# rechtliche Bedenken bei utube Downloads



## plastickarma (15. Aug 2008)

Hallo,
ich schreibe ein Programm (mit JavaSE 1.6), dass von einer Youtube Seite die VideoURL extrahiert, das Flash-Video herunterlädt und mit einem externen Werkzeug dieses Flash-Video in eine Audio-Datei umwandelt. Gibt es für mich als Entwickler oder als Anwender irgendwelche rechtlichen Bedenken bei diesem Programm?

Liebe Grüße und danke für eure Kommentare,
Benjamin


----------



## SlaterB (15. Aug 2008)

ähm, youtube fragen kommt nicht in Frage?
wenn du dir das Auto von Person A leihen willst, fragst du dann auch lieber B?
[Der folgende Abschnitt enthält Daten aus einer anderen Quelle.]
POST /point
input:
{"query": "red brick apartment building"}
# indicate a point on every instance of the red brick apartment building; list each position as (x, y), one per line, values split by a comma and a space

http://www.youtube.com/t/terms



> You agree not to use or launch any automated system, including without limitation, "robots," "spiders," or "offline readers," that accesses the Website in a manner that sends more request messages to the YouTube servers in a given period of time than a human can reasonably produce in the same period by using a conventional on-line web browser.





> You agree to not engage in the use, copying, or distribution of any of the Content other than expressly permitted herein, including any use, copying, or distribution of User Submissions of third parties obtained through the Website for any commercial purposes.


----------



## SebiB90 (16. Aug 2008)

Es gibt doch schon viele Programme die youtube videos runterladen können bzw nur die audio spur.


----------